While nuclear energy is one of the most abundant clean energy sources available today, the realities of nuclear waste—and the remaining energy potential of that waste—is real.

Enter “fast reactors.”

Fast nuclear reactors can use recovered uranium (that’s already been used in traditional “light-water” nuclear reactors) to produce enough clean, reliable energy to power the US for over a century. Additionally, after uranium is used in a fast reactor, it only needs to be stored for 300 years, instead of the 500,000 years that light-water reactor uranium must be stored.

This technology was actually developed decades ago and is proven to work: About 17 percent of France’s energy comes from recycled nuclear fuel.

In other words, not only are fast reactors a well-known and tested technology, but they would solve many of America’s current energy concerns.

So why haven’t they been utilized here? CNBC explains:

“In the middle of the last century, nuclear energy was seen as a solution to the eventual exhaustion of limited fossil fuel supplies.

“At the same time, there were concerns that there would not be enough uranium to fuel the conventional nuclear reactors that the United States would need. Fast reactors were developed as a solution to both problems: They create large amounts of energy and use only minimal amounts of uranium fuel, Jess Gehin, associate laboratory director at Idaho National Laboratory, told CNBC.

“But things changed. ‘We started discovering there’s actually quite a bit of uranium. And so there wasn’t such a need to use it as effectively,’ Gehin said.

“Then, [in the 1970s] nuclear energy as a whole started falling out of favor.

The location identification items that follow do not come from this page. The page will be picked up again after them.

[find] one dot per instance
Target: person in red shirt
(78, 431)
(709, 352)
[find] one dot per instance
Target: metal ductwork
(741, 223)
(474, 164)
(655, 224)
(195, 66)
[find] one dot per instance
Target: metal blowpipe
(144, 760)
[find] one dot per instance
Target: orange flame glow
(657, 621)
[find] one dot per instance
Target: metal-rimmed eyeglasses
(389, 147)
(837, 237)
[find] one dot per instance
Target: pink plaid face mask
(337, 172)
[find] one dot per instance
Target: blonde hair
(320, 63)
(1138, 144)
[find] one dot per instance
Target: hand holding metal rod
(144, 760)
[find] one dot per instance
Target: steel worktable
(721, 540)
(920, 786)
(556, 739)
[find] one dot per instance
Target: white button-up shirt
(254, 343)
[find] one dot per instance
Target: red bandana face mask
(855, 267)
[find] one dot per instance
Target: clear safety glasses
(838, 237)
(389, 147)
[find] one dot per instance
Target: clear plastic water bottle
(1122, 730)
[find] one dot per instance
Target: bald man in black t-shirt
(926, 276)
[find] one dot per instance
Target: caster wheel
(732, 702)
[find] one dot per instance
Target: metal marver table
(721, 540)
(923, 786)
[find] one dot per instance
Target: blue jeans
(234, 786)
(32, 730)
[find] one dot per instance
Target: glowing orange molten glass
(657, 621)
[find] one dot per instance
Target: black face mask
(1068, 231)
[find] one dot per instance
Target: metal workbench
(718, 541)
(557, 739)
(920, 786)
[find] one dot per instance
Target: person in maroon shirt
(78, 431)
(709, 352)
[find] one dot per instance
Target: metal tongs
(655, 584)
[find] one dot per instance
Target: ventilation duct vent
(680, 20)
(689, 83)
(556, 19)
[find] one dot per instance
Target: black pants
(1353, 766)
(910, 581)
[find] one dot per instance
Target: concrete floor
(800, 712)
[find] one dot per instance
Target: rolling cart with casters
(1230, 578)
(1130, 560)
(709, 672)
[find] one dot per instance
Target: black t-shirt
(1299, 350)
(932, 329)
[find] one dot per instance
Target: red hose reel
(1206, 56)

“Fast forward to 2022. With energy prices spiking thanks to Russia’s war in Ukraine, and with the growing public cry for energy sources that don’t emit planet-warming greenhouse gases, nuclear power is getting another look. At the same time, innovators are redesigning fast reactor technology to make it more cost-effective.”

Fast reactors aren’t an experimental technology or unproven energy pipe dream. They represent real solutions for America’s energy needs.

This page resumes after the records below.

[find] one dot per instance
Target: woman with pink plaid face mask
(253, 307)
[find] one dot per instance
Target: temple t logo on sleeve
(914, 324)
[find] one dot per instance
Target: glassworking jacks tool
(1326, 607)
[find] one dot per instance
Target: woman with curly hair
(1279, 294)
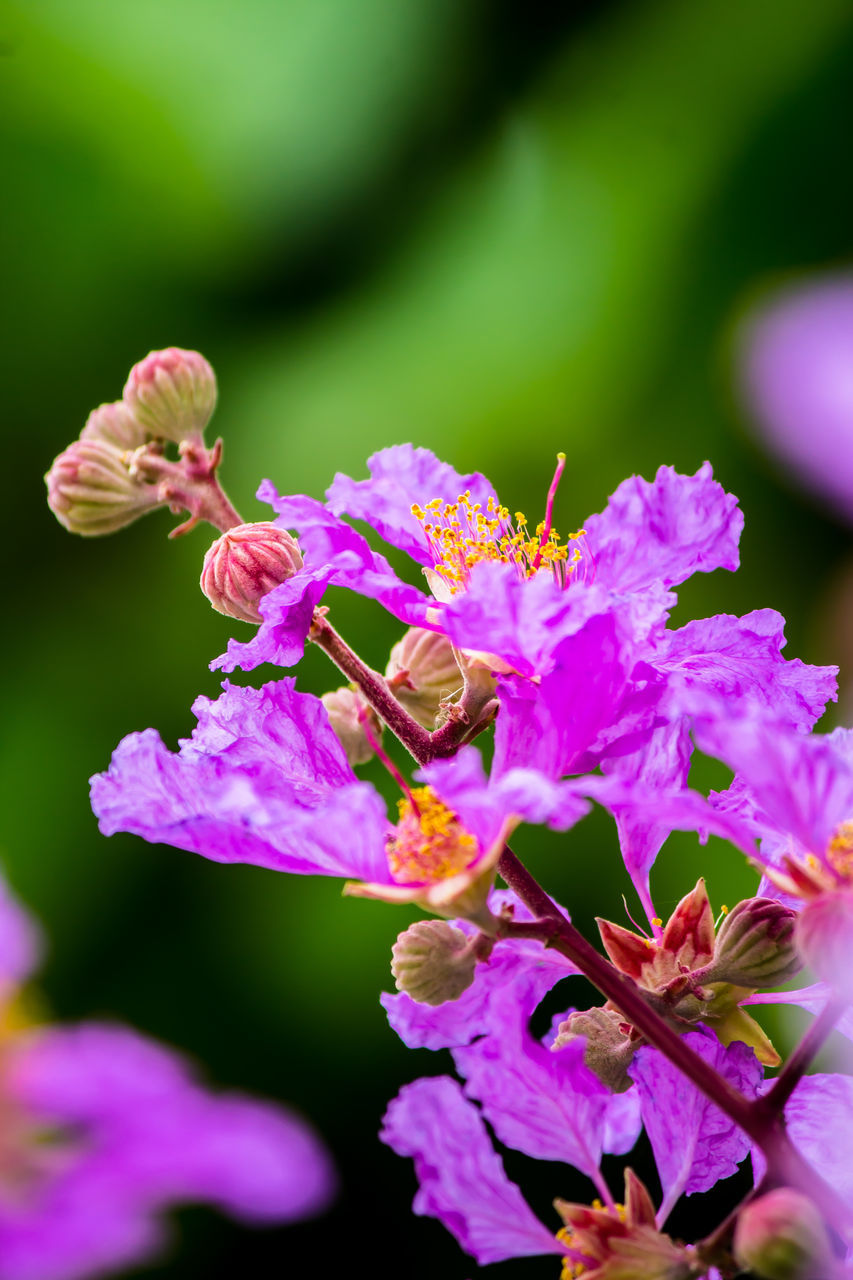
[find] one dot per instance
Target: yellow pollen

Turning potential into reality

Senator Carper has long been an advocate for nuclear energy. So, during his conversation with Stevenson on the train, his interest in fast reactors was piqued.

That conversation turned into many more meetings and a working relationship between Carper, Stevenson, and the Caesar Rodney team. In addition to working with Sen. Caper, the Caesar Rodney team wrote an op-ed in The Wall Street Journal on the real potential of using recycled nuclear fuel. The Caesar Rodney team also developed working relationships with Rep. Byron Donald and Rep. Jeff Duncan, the chairman of the Energy and Commerce Subcommittee on Energy, Climate, and Grid Security.

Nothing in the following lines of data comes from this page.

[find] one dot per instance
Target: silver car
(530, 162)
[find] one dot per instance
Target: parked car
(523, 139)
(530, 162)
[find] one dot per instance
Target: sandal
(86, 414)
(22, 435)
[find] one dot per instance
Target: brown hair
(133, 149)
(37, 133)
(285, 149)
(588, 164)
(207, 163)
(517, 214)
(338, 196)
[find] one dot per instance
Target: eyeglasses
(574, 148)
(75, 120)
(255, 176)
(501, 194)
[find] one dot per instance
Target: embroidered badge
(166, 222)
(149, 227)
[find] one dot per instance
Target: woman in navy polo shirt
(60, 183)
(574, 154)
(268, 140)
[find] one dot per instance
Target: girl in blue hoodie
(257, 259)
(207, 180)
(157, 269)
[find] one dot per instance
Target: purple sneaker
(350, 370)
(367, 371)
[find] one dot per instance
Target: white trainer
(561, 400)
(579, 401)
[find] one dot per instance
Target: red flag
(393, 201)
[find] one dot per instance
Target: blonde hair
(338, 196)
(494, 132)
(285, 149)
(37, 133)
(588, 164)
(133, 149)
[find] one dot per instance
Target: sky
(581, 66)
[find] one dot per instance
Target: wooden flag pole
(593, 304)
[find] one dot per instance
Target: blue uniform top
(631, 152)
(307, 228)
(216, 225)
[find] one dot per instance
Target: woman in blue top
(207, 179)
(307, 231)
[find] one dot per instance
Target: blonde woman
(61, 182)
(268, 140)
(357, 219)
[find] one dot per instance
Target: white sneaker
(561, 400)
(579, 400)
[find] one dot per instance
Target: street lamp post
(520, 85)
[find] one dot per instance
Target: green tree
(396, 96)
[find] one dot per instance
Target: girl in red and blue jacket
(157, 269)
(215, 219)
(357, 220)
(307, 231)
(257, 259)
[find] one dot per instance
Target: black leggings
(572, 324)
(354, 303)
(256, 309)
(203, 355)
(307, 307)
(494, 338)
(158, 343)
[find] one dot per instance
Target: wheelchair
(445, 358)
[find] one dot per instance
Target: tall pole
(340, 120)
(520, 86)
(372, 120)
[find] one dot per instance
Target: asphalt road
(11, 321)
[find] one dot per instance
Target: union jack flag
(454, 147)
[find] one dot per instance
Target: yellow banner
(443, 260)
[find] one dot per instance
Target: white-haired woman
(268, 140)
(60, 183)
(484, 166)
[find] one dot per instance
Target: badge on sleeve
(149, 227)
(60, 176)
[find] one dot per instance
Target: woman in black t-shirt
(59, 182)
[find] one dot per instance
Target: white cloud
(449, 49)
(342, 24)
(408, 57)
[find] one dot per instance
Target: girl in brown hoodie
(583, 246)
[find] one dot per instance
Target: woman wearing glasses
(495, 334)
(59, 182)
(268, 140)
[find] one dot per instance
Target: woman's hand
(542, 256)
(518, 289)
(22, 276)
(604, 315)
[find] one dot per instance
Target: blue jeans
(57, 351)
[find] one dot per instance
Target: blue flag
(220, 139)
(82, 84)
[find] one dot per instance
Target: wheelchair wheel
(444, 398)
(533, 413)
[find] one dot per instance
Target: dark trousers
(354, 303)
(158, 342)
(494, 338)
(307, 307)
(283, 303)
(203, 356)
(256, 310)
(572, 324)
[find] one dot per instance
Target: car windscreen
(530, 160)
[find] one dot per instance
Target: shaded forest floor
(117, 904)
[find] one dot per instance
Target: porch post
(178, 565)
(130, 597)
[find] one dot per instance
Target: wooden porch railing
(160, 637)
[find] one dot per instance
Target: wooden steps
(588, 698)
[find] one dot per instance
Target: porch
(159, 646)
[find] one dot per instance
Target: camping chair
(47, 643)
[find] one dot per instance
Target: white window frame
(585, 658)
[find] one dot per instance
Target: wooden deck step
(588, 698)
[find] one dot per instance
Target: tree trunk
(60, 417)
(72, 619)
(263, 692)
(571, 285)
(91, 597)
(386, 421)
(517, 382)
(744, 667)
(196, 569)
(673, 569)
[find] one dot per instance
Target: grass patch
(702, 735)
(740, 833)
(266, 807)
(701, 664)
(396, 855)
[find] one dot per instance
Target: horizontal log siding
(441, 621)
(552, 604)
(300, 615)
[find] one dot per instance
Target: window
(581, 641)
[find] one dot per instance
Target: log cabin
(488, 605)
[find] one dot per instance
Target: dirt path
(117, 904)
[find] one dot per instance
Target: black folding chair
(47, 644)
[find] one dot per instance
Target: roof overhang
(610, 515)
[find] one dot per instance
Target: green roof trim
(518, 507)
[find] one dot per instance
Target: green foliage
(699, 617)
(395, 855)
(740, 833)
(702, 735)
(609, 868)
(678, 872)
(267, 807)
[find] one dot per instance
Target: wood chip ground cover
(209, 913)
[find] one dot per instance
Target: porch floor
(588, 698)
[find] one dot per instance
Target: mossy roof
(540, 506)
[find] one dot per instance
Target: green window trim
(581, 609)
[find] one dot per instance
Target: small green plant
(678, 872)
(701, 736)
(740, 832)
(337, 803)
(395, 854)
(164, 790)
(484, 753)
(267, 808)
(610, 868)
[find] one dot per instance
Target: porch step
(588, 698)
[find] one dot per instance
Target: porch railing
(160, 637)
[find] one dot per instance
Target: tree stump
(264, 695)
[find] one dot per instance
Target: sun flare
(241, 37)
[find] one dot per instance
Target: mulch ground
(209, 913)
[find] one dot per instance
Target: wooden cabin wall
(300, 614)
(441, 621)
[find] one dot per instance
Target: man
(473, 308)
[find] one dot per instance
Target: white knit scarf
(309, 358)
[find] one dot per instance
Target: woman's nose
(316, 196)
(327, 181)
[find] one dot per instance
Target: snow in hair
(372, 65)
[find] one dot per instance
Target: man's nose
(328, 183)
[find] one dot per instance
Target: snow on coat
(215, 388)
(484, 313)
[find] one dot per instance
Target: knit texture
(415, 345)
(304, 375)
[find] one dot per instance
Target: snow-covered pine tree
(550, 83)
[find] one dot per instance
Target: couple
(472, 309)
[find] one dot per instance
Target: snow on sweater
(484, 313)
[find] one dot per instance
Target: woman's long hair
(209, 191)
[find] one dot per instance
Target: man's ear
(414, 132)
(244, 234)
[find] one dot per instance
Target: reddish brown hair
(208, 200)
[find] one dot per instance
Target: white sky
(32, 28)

Eventually all this work led to Caesar Rodney’s team helping policymakers draft a recycled nuclear fuel amendment to the Atomic Energy Advancement Act. In February 2024, the bill passed with overwhelming bipartisan support. The final vote was 365 to 36.

There is still much work to be done to usher in the full potential of nuclear energy. That’s why Caesar Rodney’s team is working with lawmakers on specific plans and funding for recycled nuclear energy production.

There are countless people and influences shaping America’s energy path. But seeing how the conversation around nuclear energy has shifted in recent years, it’s safe to say that without the Caesar Rodney Institute—and a serendipitous meeting on a train—America’s energy future would look much different than it does today.